California Proposition 47, approved by voters in November 2014, reclassified certain felony offenses as misdemeanors. While this measure does not apply to every case, it goes a long way toward reducing prison sentences for nonviolent offenders. Here is a look at how it affects Californians accused of certain crimes:
About Proposition 47
Proposition 47, titled “Criminal Sentences. Misdemeanor Penalties. Initiative Statute.” on the ballot measure, was put on the ballot by petition signatures in 2014. The measure reduced certain “nonserious and nonviolent” drug and property crimes to misdemeanor offenses. It also allows offenders who are currently serving time for these offenses to apply for sentence reductions.
The measure is expected to save the state hundreds of millions of dollars in prison costs and other criminal justice system expenses; these savings will be spent on school truancy and dropout prevention (25 percent), mental health and substance abuse treatment (65 percent), and victim services (10 percent).
Offenses That Qualify for Proposition 47 Reductions
Proposition 47 is expected to affect approximately 40,000 people annually, according to estimates from the California Legislative Analyst’s Office. The measure reduces penalties for the following crimes:
- Grand theft: Theft of property worth $950 or less is normally charged as petty theft (a misdemeanor or infraction), but in certain cases it can be charged as grand theft (a wobbler). Before Proposition 47, stealing certain types of items (e.g. a vehicle) or having a history of theft-related offenses could open you up to grand theft charges, rather than petty theft charges. Under Proposition 47, theft of property worth $950 or less can no longer be charged as grand theft simply because of the type of property involved or the defendant’s criminal history.
- Shoplifting: Shoplifting property worth $950 or less is a misdemeanor under Proposition 47.
- Receiving stolen property: Similar to grand theft and shoplifting, receiving stolen property worth $950 or less is now a misdemeanor.
- Writing bad checks: It is a misdemeanor to write a bad check unless the check is worth more than $950 or the offender had previously committed three forgery-related crimes (in which case it would be a wobbler).
- Check forgery: Forging a check worth $950 or less is a misdemeanor under Proposition 47 (unless the offender commits identity theft in connection with check forgery, in which case it is still a wobbler).

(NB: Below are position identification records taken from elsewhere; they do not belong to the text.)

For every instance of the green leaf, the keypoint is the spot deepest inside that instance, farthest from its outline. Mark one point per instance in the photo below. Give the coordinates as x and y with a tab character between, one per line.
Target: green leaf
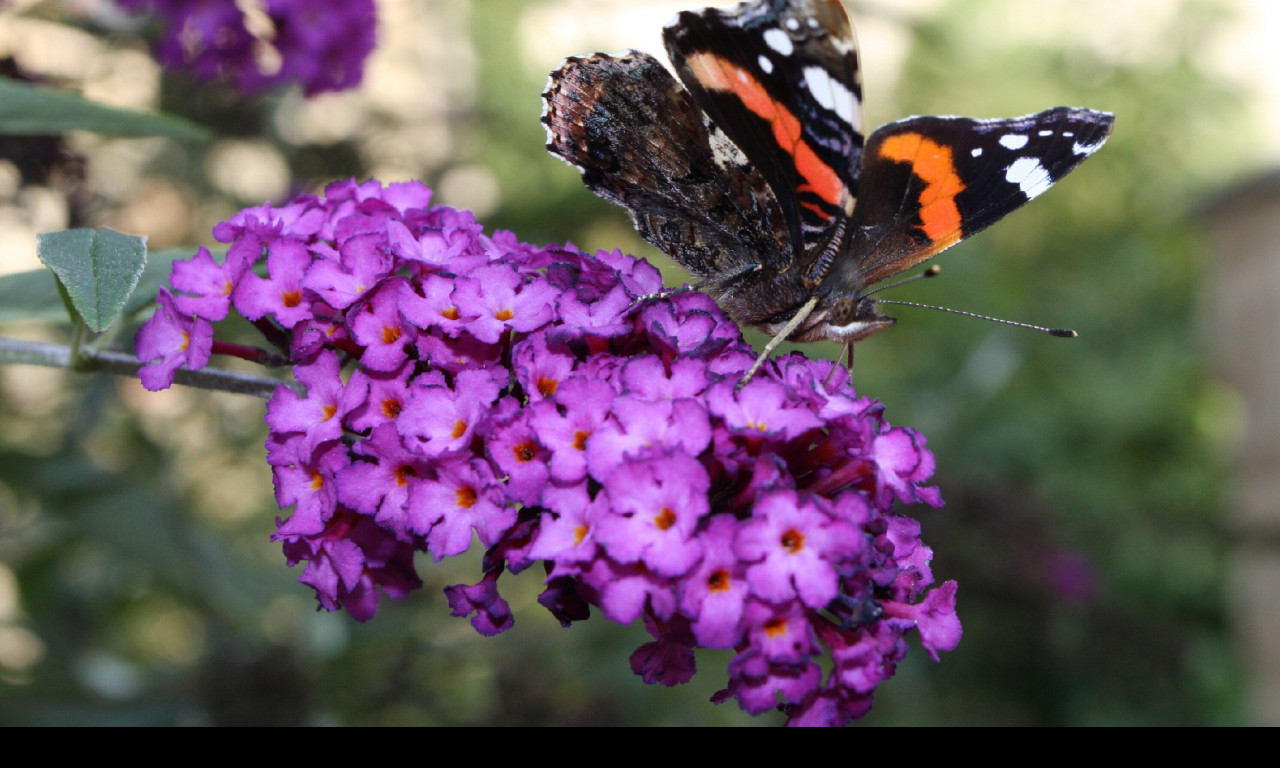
30	109
99	269
33	296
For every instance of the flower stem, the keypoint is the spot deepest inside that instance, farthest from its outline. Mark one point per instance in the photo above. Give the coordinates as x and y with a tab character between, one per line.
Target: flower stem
17	351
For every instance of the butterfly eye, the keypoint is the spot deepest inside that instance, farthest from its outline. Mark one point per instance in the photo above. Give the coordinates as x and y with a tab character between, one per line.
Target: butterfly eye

- Drug possession: Under previous law, possession of illicit drugs for personal use was a misdemeanor, felony, or wobbler depending on the amount and type of drug. Under Proposition 47, possession for personal use is always a misdemeanor.
However, it is important to note that these sentence reductions do not apply to all offenders, even if the charge is covered by the prop. Offenders who have prior convictions for serious or violent crimes (such as murder, rape, certain gun crimes) and registered sex offenders do not qualify for Proposition 47 sentence reductions.